Looks at new Irish books
The Faceless Ones
By Derek Landy
“The Faceless Ones” is the third book in Derek Landy’s immensely popular “Skulduggery Pleasant” series. Aimed squarely at young people, the mercurial Dublin based author has gone the J.K. Rowling route and crafted a book that will appeal to all comers.
The book really has it all -- murder, mayhem, martial arts and tons of snark. If you’ve read the other two “Skulduggery” books you’ll know what to expect already -- some bad guy wants to bring about the end of the world, and only our intrepid hero can stop him.
Landy’s books succeed because they take their young readers seriously from start to finish. There are some decidedly mature themes and plot points at work in this tale, and the author explores them delicately.
It helps that he’s a gifted writer too, because these well written adventures have more real magic and menace than all seven years at Harry Potter’s Hogwarts school combined.
Harper Collins $16.99.
Edited by Morris Beja and Anne Fogarty
June 16, 2004 was the 100-year anniversary of Bloomsday, the day that James Joyce’s fictional hero takes a walk around Dublin. The event was marked by the 2004 Bloomsday Symposium, where world-renowned scholars discussed Joyce’s seminal work and this volume contains the best, most provocative essays from that conference.
Joyce himself accurately predicted that his works would puzzle scholars for centuries, and this collection supports his claim. The diversity of topics covered includes military history, 19th century psychology, Catholic theology and the influence of early film.
Anne Fogarty, professor of English at University College Dublin and the president of the International Joyce Foundation, is the co-editor.
University of Florida Press, $69.95.
The Given Day
By Dennis Lehane
Lehane’s latest is a sorrowful epic set in Boston at the end of the First World War.
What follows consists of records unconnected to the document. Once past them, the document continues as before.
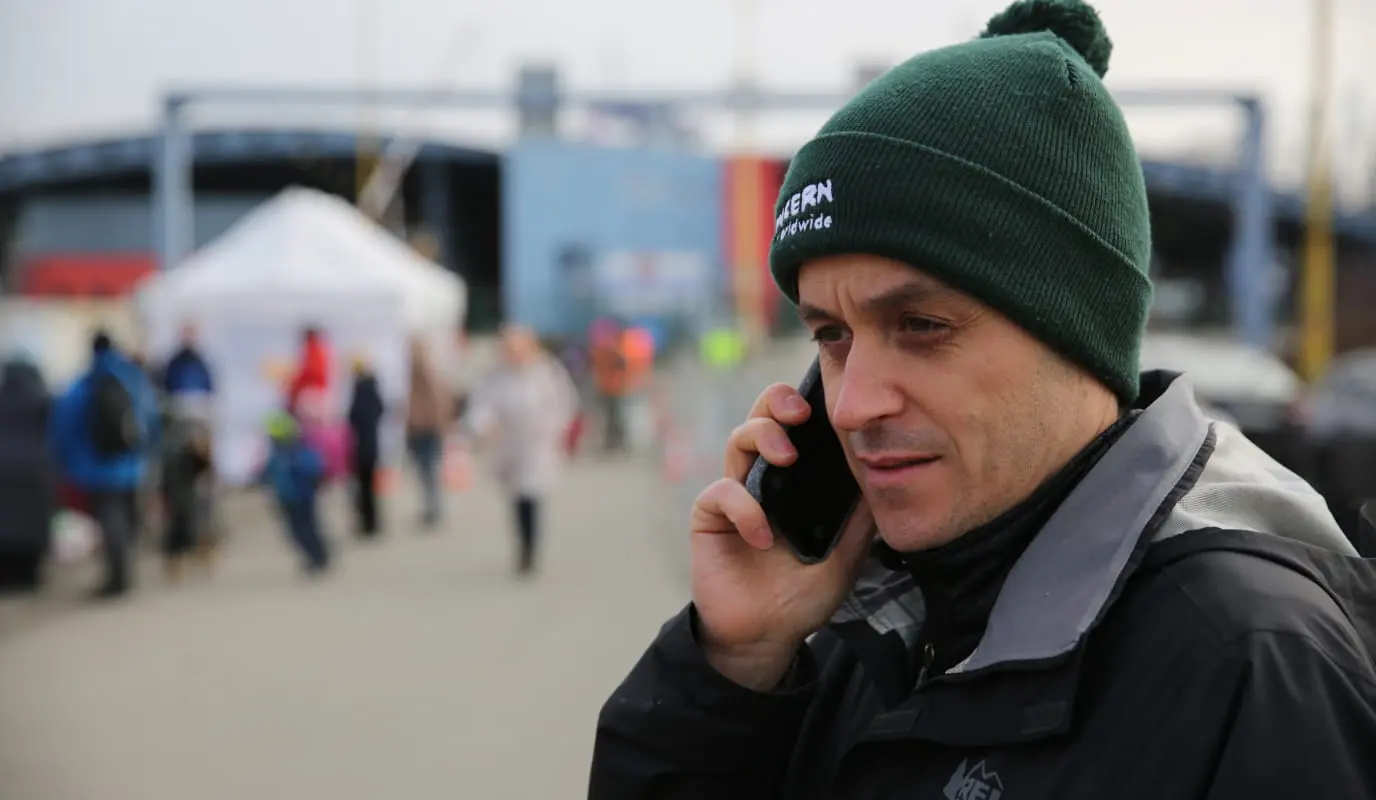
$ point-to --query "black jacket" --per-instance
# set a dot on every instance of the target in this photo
(28, 475)
(1189, 624)
(365, 417)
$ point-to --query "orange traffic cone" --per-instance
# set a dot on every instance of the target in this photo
(457, 467)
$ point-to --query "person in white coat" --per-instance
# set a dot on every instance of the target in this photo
(523, 411)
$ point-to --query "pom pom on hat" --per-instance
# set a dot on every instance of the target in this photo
(1073, 21)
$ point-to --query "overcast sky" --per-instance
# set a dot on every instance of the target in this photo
(72, 69)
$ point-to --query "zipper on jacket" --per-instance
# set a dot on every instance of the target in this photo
(929, 653)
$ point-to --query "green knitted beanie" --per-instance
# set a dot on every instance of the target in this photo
(1001, 167)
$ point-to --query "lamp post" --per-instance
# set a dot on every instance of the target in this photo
(1317, 288)
(365, 13)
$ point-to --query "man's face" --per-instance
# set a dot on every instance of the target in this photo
(948, 412)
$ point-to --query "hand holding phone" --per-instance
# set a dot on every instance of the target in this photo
(809, 500)
(756, 602)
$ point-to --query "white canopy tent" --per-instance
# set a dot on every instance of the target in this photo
(293, 248)
(303, 258)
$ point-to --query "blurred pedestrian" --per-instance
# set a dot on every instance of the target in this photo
(427, 413)
(365, 420)
(295, 472)
(186, 467)
(99, 431)
(186, 373)
(524, 408)
(311, 376)
(28, 481)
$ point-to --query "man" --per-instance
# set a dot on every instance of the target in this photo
(187, 373)
(99, 430)
(311, 377)
(365, 420)
(1080, 587)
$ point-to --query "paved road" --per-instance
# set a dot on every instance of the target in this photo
(421, 669)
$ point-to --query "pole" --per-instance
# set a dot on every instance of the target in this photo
(1317, 292)
(747, 190)
(366, 148)
(172, 193)
(381, 181)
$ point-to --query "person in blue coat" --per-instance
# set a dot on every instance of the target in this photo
(187, 372)
(99, 433)
(293, 472)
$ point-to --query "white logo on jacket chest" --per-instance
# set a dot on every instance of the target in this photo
(979, 782)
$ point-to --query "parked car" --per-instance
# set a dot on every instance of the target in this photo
(1245, 386)
(1250, 384)
(1339, 420)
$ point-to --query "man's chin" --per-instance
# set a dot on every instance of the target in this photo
(912, 530)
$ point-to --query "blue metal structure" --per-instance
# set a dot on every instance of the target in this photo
(1250, 259)
(175, 148)
(135, 154)
(564, 197)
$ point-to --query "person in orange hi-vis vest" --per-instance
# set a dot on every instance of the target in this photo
(621, 364)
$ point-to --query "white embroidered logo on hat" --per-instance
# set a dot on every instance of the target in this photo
(790, 219)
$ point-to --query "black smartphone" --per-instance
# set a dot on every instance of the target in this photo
(809, 501)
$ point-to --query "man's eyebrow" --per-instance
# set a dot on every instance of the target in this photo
(884, 303)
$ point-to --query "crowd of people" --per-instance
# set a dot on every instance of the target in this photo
(128, 445)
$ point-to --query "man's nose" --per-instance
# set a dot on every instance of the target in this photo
(867, 393)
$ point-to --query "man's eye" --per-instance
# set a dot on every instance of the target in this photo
(827, 333)
(921, 325)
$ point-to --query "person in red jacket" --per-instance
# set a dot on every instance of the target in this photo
(313, 372)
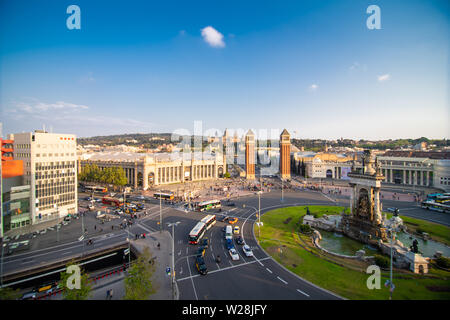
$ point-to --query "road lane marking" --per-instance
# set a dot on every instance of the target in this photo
(192, 280)
(223, 269)
(303, 292)
(281, 280)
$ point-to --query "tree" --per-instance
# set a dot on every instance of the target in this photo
(75, 294)
(138, 285)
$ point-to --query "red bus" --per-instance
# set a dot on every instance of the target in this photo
(112, 201)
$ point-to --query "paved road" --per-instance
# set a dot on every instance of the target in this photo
(248, 278)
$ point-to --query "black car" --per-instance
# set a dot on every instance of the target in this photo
(239, 240)
(201, 266)
(205, 243)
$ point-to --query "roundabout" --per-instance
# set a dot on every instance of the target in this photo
(280, 237)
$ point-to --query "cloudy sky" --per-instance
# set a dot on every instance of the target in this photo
(312, 67)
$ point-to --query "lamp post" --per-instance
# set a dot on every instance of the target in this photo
(173, 256)
(57, 220)
(160, 211)
(1, 266)
(391, 284)
(259, 214)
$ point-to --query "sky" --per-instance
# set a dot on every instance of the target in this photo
(312, 67)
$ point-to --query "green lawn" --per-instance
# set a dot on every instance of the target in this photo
(278, 238)
(437, 232)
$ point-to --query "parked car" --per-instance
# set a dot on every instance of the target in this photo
(200, 265)
(229, 244)
(247, 251)
(29, 295)
(205, 243)
(233, 253)
(239, 240)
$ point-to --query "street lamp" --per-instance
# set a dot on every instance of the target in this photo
(392, 232)
(259, 214)
(57, 220)
(160, 211)
(173, 256)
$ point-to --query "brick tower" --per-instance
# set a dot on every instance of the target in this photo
(250, 155)
(285, 155)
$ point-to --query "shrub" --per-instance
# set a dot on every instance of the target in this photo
(443, 262)
(382, 261)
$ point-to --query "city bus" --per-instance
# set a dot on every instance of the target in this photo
(206, 205)
(112, 201)
(200, 228)
(163, 195)
(95, 189)
(435, 206)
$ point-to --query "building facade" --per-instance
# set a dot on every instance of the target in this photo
(148, 170)
(285, 155)
(402, 168)
(49, 167)
(14, 211)
(250, 155)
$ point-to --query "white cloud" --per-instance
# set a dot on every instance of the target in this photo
(384, 77)
(213, 37)
(37, 107)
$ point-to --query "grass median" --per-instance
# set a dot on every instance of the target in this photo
(347, 278)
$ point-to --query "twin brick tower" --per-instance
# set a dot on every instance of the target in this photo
(250, 154)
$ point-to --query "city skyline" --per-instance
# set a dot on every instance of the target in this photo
(314, 69)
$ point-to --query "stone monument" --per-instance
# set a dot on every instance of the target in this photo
(365, 220)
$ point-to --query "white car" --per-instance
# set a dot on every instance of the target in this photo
(248, 252)
(233, 253)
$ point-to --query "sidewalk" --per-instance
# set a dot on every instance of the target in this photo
(163, 259)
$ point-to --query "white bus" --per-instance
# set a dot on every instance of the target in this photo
(200, 228)
(206, 205)
(435, 206)
(229, 233)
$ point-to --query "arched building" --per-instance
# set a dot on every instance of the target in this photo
(146, 170)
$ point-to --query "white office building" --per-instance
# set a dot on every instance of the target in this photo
(49, 161)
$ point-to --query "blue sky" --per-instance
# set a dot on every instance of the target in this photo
(312, 67)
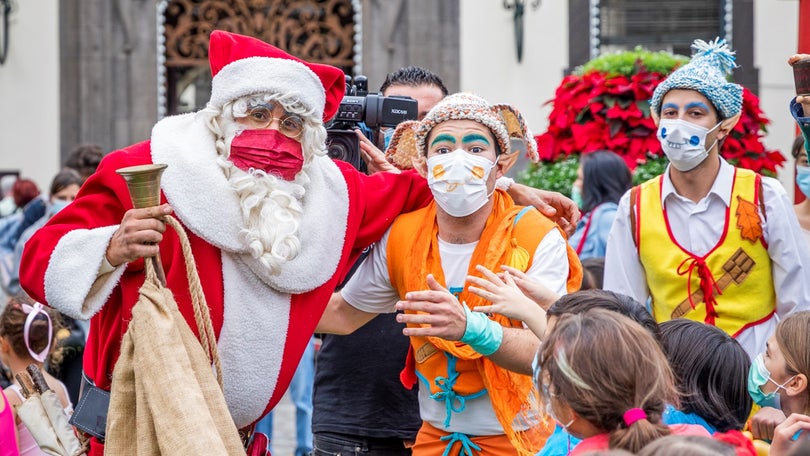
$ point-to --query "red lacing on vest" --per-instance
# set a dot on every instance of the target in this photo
(707, 284)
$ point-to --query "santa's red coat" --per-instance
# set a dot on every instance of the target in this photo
(263, 323)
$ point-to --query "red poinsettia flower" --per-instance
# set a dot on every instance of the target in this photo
(601, 108)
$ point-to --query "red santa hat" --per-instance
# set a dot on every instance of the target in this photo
(243, 65)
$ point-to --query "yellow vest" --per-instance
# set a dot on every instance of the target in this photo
(735, 274)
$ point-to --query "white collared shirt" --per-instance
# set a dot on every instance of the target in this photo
(698, 228)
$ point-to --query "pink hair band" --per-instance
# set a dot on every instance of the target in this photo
(633, 415)
(32, 312)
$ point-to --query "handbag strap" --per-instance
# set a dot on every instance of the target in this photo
(202, 315)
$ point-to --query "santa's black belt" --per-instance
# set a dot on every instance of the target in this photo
(90, 415)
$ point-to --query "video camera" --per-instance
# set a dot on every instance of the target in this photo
(367, 111)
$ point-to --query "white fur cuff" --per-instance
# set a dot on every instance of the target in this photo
(72, 284)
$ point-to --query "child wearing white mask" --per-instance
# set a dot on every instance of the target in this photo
(707, 241)
(777, 382)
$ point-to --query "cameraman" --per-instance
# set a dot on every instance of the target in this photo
(362, 369)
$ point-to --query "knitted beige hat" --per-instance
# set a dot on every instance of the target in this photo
(504, 121)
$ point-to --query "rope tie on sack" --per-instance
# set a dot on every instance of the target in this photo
(202, 315)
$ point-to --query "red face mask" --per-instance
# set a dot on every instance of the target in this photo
(269, 151)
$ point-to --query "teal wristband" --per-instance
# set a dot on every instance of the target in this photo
(482, 334)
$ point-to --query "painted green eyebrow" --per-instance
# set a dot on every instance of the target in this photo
(475, 137)
(443, 137)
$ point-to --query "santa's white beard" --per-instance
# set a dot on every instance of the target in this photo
(271, 214)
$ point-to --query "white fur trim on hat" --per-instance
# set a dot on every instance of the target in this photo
(266, 74)
(463, 106)
(203, 199)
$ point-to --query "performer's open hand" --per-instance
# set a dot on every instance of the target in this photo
(553, 205)
(138, 235)
(508, 298)
(374, 157)
(438, 312)
(503, 293)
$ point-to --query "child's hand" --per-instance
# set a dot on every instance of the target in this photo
(538, 292)
(504, 294)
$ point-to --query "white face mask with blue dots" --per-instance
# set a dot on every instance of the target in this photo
(684, 143)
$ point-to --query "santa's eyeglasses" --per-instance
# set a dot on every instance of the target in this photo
(290, 125)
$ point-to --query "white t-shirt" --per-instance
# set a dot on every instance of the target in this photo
(370, 290)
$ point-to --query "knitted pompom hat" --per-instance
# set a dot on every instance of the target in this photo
(706, 73)
(503, 121)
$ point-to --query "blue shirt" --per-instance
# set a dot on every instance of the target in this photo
(597, 231)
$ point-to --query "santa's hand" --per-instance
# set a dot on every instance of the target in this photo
(138, 235)
(437, 310)
(553, 205)
(374, 157)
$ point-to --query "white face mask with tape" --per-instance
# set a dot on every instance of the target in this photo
(458, 181)
(684, 143)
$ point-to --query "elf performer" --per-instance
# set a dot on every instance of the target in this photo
(274, 223)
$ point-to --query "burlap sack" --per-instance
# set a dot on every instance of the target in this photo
(165, 398)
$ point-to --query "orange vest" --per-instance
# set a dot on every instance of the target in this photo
(735, 274)
(452, 370)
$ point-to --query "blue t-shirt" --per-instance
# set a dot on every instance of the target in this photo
(598, 231)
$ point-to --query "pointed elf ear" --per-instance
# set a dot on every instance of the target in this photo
(727, 125)
(521, 138)
(402, 151)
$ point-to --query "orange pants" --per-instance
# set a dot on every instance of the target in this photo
(429, 443)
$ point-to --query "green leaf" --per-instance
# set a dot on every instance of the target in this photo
(558, 176)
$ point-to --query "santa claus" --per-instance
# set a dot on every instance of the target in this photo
(274, 223)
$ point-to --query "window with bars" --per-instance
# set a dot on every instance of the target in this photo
(657, 25)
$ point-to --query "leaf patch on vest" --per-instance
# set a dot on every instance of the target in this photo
(748, 220)
(424, 352)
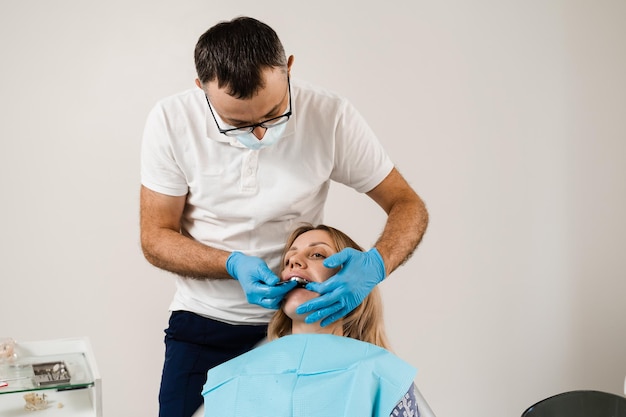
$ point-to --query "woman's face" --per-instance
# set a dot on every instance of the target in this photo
(305, 260)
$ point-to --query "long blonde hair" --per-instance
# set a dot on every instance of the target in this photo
(364, 323)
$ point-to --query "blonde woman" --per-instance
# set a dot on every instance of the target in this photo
(343, 369)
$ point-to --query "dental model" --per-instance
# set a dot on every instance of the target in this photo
(35, 402)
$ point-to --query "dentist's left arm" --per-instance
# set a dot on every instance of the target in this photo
(407, 219)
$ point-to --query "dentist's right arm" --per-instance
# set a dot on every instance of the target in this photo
(165, 247)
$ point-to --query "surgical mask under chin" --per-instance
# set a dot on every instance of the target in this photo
(272, 135)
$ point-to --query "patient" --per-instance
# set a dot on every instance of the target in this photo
(343, 369)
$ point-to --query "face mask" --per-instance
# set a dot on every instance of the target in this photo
(271, 136)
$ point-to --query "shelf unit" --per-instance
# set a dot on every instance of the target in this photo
(81, 396)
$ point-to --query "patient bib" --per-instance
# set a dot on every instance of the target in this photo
(308, 375)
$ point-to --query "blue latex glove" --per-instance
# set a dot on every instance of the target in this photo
(342, 293)
(257, 280)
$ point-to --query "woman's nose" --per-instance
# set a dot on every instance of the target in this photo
(295, 262)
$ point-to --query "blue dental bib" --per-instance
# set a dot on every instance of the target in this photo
(308, 375)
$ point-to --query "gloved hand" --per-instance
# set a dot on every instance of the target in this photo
(257, 280)
(342, 293)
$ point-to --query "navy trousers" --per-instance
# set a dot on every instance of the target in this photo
(193, 345)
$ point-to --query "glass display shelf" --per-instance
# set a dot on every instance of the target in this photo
(60, 372)
(60, 375)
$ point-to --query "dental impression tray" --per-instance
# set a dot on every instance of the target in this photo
(301, 282)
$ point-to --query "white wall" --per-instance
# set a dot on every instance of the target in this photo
(506, 116)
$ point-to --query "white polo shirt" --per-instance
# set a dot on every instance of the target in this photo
(250, 200)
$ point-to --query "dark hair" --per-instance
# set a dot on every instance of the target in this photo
(236, 52)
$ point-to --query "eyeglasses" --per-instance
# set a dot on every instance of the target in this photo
(266, 124)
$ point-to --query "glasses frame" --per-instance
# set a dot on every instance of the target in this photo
(235, 131)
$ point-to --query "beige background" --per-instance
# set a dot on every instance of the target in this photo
(506, 116)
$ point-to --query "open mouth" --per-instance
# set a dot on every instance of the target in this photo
(301, 282)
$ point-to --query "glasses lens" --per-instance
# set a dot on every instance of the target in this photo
(237, 132)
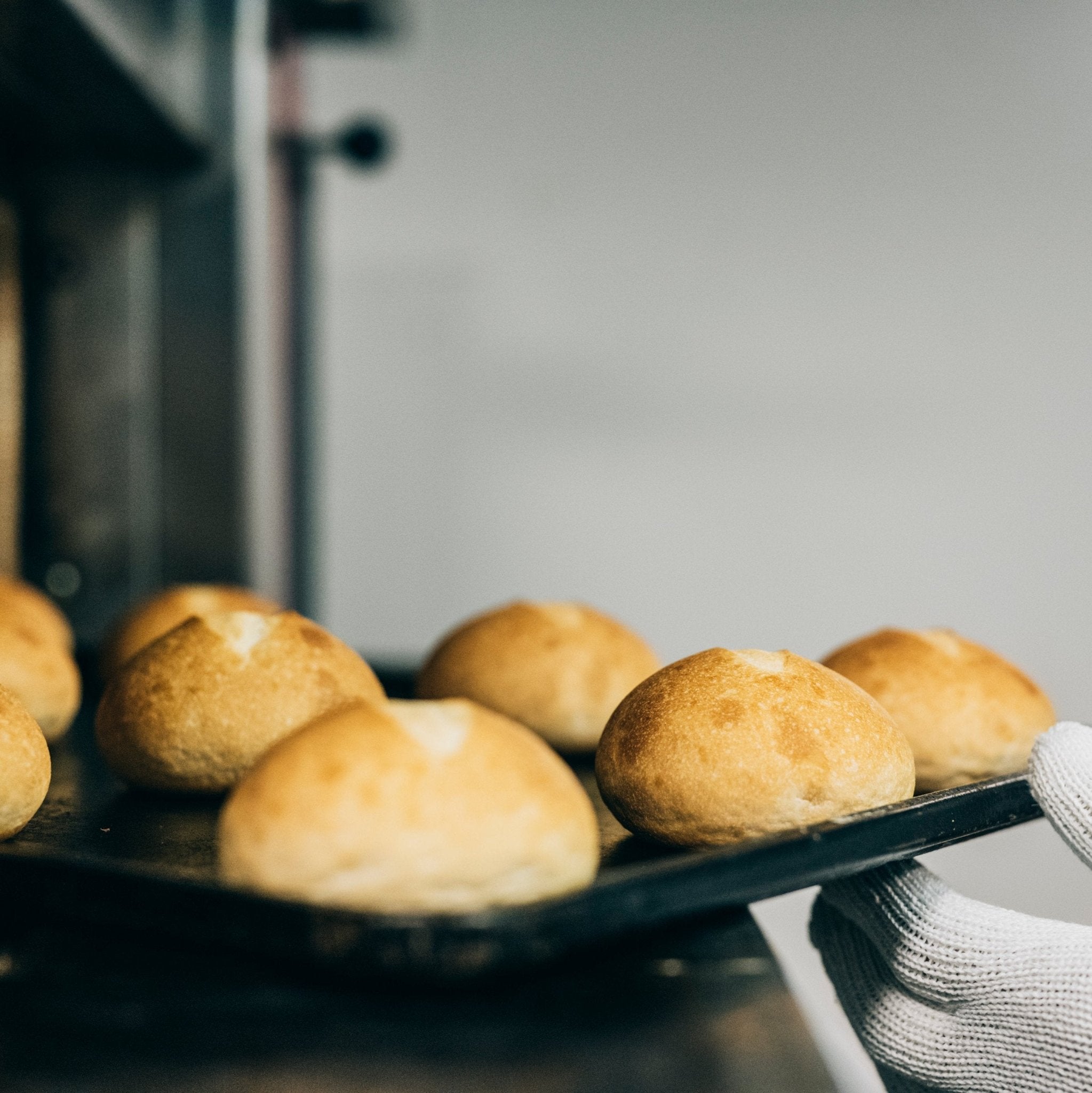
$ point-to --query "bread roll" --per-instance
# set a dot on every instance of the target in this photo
(968, 713)
(25, 765)
(726, 746)
(154, 617)
(411, 807)
(195, 710)
(23, 607)
(559, 668)
(42, 675)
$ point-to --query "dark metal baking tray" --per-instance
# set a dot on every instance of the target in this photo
(98, 853)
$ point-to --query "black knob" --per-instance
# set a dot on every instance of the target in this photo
(365, 144)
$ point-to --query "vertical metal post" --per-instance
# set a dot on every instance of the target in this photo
(303, 472)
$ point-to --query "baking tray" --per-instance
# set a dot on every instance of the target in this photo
(99, 853)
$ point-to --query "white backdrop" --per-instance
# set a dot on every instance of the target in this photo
(756, 324)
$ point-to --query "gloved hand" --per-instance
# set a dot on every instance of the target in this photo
(950, 994)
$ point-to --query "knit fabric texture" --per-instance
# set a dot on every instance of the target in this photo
(950, 994)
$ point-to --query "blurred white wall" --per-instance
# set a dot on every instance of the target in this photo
(756, 324)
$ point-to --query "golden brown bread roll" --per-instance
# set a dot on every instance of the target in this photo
(726, 746)
(43, 676)
(559, 668)
(23, 607)
(196, 709)
(154, 617)
(25, 765)
(411, 807)
(968, 713)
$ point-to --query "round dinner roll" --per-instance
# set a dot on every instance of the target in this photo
(411, 807)
(154, 617)
(25, 765)
(968, 713)
(195, 710)
(42, 675)
(726, 746)
(559, 668)
(23, 607)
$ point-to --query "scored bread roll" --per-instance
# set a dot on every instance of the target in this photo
(559, 668)
(196, 709)
(42, 675)
(726, 746)
(23, 607)
(25, 765)
(160, 613)
(968, 713)
(410, 807)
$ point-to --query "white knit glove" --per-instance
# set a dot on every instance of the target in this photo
(950, 994)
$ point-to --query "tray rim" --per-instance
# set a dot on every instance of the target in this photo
(631, 899)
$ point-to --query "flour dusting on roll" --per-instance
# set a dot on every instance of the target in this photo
(438, 807)
(163, 612)
(195, 710)
(726, 746)
(559, 668)
(968, 713)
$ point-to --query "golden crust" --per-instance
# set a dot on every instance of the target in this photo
(25, 765)
(23, 607)
(559, 668)
(195, 710)
(726, 746)
(42, 675)
(154, 617)
(968, 713)
(411, 807)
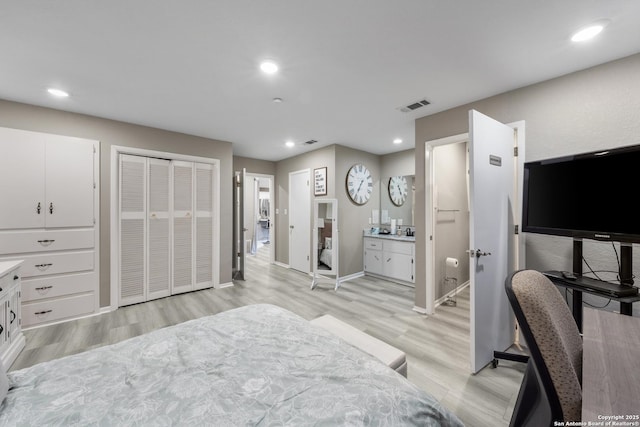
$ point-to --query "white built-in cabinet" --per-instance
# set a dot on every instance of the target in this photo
(166, 227)
(390, 258)
(48, 218)
(12, 339)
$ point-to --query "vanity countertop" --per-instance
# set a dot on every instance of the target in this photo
(402, 237)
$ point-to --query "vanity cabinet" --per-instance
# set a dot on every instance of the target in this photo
(390, 258)
(12, 339)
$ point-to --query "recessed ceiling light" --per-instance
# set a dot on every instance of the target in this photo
(58, 92)
(269, 67)
(589, 32)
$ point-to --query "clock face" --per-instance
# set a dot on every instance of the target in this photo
(359, 184)
(398, 190)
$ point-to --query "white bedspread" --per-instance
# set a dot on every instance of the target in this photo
(255, 365)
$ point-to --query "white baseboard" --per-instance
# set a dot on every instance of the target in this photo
(351, 276)
(224, 285)
(419, 310)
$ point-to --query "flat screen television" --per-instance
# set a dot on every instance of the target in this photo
(590, 195)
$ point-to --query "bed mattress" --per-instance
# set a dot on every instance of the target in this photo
(255, 365)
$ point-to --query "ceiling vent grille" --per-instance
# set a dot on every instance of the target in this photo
(414, 106)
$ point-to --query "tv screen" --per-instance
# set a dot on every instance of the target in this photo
(590, 195)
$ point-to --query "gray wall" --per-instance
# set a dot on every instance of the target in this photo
(109, 132)
(264, 167)
(589, 110)
(352, 218)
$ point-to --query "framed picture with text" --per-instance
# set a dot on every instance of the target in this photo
(320, 182)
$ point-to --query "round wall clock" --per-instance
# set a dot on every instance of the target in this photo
(398, 190)
(359, 184)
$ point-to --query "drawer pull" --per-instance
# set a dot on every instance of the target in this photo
(40, 313)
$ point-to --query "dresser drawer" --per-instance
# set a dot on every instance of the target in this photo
(57, 309)
(374, 244)
(14, 242)
(56, 263)
(398, 247)
(57, 286)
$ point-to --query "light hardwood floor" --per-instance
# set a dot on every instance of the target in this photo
(437, 347)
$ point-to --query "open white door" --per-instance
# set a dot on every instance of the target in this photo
(493, 207)
(299, 220)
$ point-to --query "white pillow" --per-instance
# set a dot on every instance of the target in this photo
(4, 382)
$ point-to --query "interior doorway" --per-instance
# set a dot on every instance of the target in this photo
(258, 217)
(492, 247)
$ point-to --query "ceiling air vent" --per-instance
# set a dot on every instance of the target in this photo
(414, 106)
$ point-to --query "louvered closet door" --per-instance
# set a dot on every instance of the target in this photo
(182, 226)
(132, 229)
(203, 226)
(158, 230)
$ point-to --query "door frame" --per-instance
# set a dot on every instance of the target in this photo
(272, 222)
(114, 232)
(430, 242)
(308, 239)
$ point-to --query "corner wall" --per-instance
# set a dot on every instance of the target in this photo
(585, 111)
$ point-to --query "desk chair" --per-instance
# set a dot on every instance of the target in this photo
(551, 389)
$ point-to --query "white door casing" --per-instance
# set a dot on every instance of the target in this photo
(299, 220)
(493, 208)
(132, 225)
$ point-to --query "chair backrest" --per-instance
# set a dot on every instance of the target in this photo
(553, 339)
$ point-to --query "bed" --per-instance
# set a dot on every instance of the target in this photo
(254, 365)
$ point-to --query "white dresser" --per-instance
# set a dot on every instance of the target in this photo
(48, 218)
(391, 257)
(11, 337)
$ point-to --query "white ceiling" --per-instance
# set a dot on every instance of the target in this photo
(346, 66)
His mastery of the complex historical, political and cultural forces at work gives the novel a startling immediacy, and the world of his latest novel leaps to life before your eyes.
Two families -- one black, one white -- are swept up in the maelstrom of revolutionaries, anarchists, immigrants and wily ward bosses that populate this novel. This is exactly the kind of large canvas story telling that’s best suited to convey the social struggles of the emerging American century, and Lehane never puts a foot wrong.
Although best known for crime novels like “Mystic River” and “Gone Baby Gone,” Lehane’s sympathy for the vulnerable, his strong blue-collar sympathies and his obvious love for Boston's ethnic groups -- especially the Irish -- makes this a remarkable novel.
The Paupers’ Graveyard
By Gemma Mawdsley
It’s 150 years after the Irish Famine, and the new Hillcrest housing development has been built, wouldn’t you know, on a mass Famine grave. Overnight it’s seeing unnerving and ghostly activity.